Make no mistake: The Leisure Class is a goddamn disaster. It’s a comedy of errors without any of the comedy. The characters spend 90-minutes delivering lines with enough comedic rhythm to give us the impression they are trying to be funny, but none of the words that come out of their mouth are actually humorous. The story make no sense. There are extraneous characters, terrible transitions, and a female lead whose personality turns on a dime for no apparent reason.

It’s garbage, and last night’s final installment of this season of Project Greenlight is the perfect encapsulation of why.
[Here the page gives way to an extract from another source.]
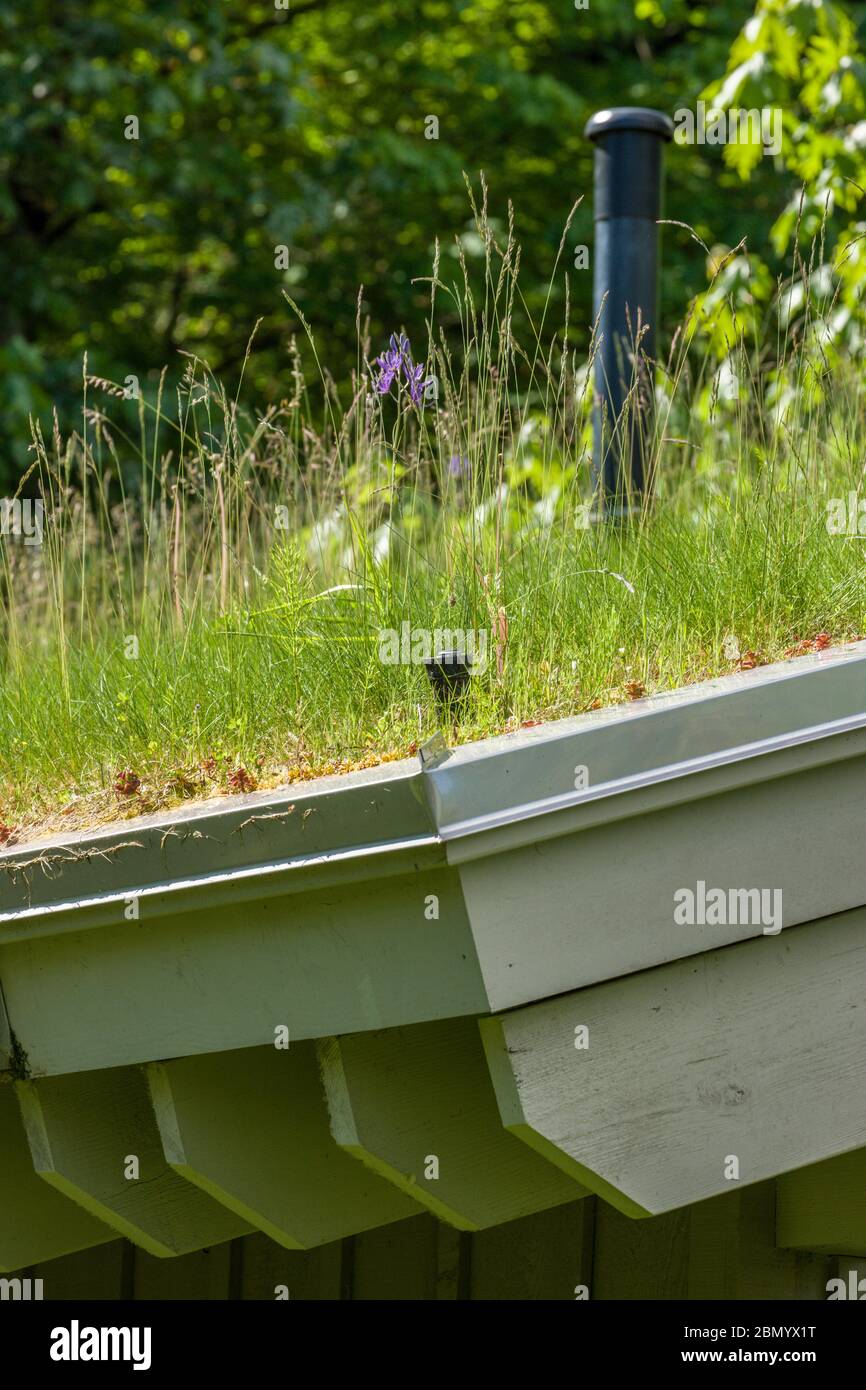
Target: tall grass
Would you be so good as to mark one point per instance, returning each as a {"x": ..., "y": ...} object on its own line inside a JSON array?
[{"x": 206, "y": 606}]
In the midst of the editing process, Jason Mann filtered out anything critical that anyone else said about his film and focused only on the bullshit compliments they offered to take the sting away. Matt Damon — in the nicest way possible — told Mann that his film was crap. Ben Affleck said that it just wasn’t for him. Members of a test audience fucking fell asleep. Effie Brown told him exactly what the biggest problem with his film was (the incoherent female lead) and the President of HBO — who gave Mann the money to make the film — confirmed it.

Did he take any of the criticisms to heart? Did he try and incorporate their notes? No! When Effie Brown informed him that she’d wisely saved a quarter of a million dollars for much needed reshoots, he expressed resentment that he wasn’t allowed to use that money to reshoot his car-crash sequence (in the context of the film, the car crash is bloody insignificant).

Then, once he got over his butthurt, he continued to ignore the pleas of others to reshoot a few scenes to improve the story and prioritized, instead, reshooting scenes where the lighting didn’t look right. WHO THE FUCK CARES ABOUT THE LIGHTING, BRO? Your film is shit, and beautiful cinematography is not going to save it.

So frustrated with Mann’s refusal to listen, Brown walked off the movie (or, at least, that’s the way the series edited it. In reality, she had completed her duties, and felt no obligation to stick around and watch Mann continue to fail). Moreover, the HBO President had to come in and demand a certain scene be shot, a lousy line of dialogue that he basically wrote himself that was nevertheless necessary to explain why a character chose to act in the way she did.

Each step of the way, Mann continued to insist on his bold, ambitious vision for his bold, original film. Yet, The Leisure Class is neither bold or original. It’s insipid and boring. The only thing it has going for it is the chemistry of Ed Weeks and Tom Bell, who brought that along with them as former comedy partners in England. Everything else about The Leisure Class not only makes you question the talent of Jason Mann, but his sanity. How could he possibly treat a TV movie that would’ve been rejected by the Lifetime network as though it were the next Rushmore? Is he that self-deluded? Mann treated Project Greenlight and Effie Brown like they were lucky to have him. In reality, Mann would be lucky to have Redbox stock his film in between 50 Shades and Hunger Games knock-offs.